No short-time work without effective agreement
Update Employment Law February 2021
Labour Court Siegburg 11.11.2020 – 4 Ca 1240/20
Short-time work continues to be omnipresent in many sectors of the economy due to the Covid 19 pandemic. A recent decision by the Labor Court Siegburg once again emphasizes that the ordering and implementation of short-time work requires careful preparation on the part of the company in terms of labor law in order to avoid unpleasant surprises. It is essential to have a suitable legal basis for ordering short-time work, which can be an agreement in the employment contract or the relevant provisions of a collective agreement or works agreement. If there is no such legal basis, the introduction of short-time work is invalid. In such cases, the affected employees can regularly demand full remuneration even for the phases of reduced working hours, so that the aim of short-time work – to relieve the economic burden on the company by reducing personnel costs – is missed.
The plaintiff employee was employed by the defendant company as a bus driver with a gross monthly remuneration of EUR 2,100.00. The company did not have a works council. In a letter dated March 16, 2020, the defendant company informed the plaintiff – in addition to issuing a warning – that short-time work would have to be introduced in various departments of the company and that the plaintiff was scheduled for short-time work "initially in the week from March 23 to March 28, 2020." A separate short-time work agreement was not concluded with the plaintiff. After receiving the letter, the plaintiff offered the defendant his full work performance, which the defendant apparently did not accept. Instead, the defendant reduced part of the plaintiff's salary - corresponding to the reduced working hours – as of March 2020 and designated the reduced remuneration as "short-time allowance" in the settlement issued. The plaintiff terminated the employment relationship with the defendant without notice as of June 14, 2020.
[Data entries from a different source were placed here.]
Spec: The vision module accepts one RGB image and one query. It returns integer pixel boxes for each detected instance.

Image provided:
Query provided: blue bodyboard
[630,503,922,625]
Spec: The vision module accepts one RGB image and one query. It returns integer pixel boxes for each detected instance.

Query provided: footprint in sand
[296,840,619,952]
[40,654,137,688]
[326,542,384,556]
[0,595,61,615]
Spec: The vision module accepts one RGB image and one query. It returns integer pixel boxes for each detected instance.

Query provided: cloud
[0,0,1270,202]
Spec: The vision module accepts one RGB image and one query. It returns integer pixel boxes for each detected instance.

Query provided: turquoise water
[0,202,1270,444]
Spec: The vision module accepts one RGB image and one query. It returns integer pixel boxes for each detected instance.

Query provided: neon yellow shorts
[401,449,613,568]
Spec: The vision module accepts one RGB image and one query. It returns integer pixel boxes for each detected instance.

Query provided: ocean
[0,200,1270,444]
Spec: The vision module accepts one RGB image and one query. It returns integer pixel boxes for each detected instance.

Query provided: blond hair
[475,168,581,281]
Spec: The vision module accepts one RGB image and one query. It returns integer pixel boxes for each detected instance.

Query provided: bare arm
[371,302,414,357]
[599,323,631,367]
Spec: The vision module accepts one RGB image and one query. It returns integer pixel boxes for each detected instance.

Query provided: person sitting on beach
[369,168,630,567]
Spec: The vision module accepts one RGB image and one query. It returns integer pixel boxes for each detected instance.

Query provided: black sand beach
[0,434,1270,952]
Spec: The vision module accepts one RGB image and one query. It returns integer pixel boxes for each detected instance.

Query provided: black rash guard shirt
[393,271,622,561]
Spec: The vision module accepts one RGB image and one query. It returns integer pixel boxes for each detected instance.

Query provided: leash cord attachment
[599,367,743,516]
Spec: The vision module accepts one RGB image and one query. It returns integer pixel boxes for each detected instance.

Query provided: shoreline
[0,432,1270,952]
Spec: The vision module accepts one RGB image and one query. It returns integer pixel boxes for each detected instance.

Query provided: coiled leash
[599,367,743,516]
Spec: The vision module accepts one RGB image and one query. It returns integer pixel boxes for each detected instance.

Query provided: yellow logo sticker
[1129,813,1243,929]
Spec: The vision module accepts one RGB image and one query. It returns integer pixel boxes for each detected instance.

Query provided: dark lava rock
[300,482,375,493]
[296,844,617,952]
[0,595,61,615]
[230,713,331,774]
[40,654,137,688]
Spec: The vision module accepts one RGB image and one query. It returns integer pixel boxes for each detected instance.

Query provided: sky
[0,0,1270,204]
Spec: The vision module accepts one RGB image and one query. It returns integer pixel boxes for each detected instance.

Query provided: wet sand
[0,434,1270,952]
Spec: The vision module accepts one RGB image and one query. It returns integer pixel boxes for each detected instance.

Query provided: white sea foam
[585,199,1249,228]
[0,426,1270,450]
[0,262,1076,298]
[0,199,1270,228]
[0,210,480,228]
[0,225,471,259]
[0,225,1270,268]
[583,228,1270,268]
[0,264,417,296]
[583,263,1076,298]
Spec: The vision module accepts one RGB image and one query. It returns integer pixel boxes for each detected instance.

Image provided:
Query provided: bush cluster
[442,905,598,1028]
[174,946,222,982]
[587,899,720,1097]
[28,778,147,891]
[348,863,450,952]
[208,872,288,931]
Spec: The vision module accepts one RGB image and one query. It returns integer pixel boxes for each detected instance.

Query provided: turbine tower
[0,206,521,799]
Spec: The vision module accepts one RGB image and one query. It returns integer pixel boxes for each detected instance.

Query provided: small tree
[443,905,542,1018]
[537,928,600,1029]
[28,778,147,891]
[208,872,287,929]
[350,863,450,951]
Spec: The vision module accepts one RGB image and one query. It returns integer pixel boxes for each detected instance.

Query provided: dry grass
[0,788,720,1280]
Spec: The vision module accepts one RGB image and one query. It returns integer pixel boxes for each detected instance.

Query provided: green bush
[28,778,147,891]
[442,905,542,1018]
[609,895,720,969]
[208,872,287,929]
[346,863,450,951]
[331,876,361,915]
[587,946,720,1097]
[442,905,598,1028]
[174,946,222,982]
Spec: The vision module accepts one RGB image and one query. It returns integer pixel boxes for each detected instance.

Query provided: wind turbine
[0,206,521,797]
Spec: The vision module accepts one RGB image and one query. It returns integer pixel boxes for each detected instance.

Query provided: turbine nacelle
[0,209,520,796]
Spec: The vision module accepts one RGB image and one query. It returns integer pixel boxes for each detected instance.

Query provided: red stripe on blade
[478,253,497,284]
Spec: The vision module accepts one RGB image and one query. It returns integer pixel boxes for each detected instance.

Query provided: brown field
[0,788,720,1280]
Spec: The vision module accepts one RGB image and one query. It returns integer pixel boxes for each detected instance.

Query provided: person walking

After the end of the employment relationship, the plaintiff claimed – in addition to the issuance of corrected statements and a corrected printout of the electronic wage tax certificate for the year 2020 – the payment of the full remuneration for the period from March 2020 to mid-June 2020, during which work had been shortened in the defendant's company.
The Siegburg Labor Court granted the claim of the defendant's former employee in full and ordered the defendant company in particular to pay the full remuneration for the "short-time working period" from March 2020 to June 2020. According to the reasons for the decision given by the court, the plaintiff's claim for payment arises from the employment contract and the principles of default of acceptance (Secs. 611a (2), 615 BGB). The defendant had been in default of acceptance with part of the wages because short-time work had not been effectively agreed on with the plaintiff in the defendant's company. The company's letter of March 16, 2020, alone did not constitute a suitable legal basis. The Labor Court emphasized that short-time work may only be ordered by the employer if this is permitted by individual contract, works agreement or collective agreement. In the case of an order without legal basis, there is no entitlement to short-time allowance and employees retain their full wage claim against the employer, who is in default of acceptance of the full work performance of the employees concerned as a result of the invalidly ordered short-time work.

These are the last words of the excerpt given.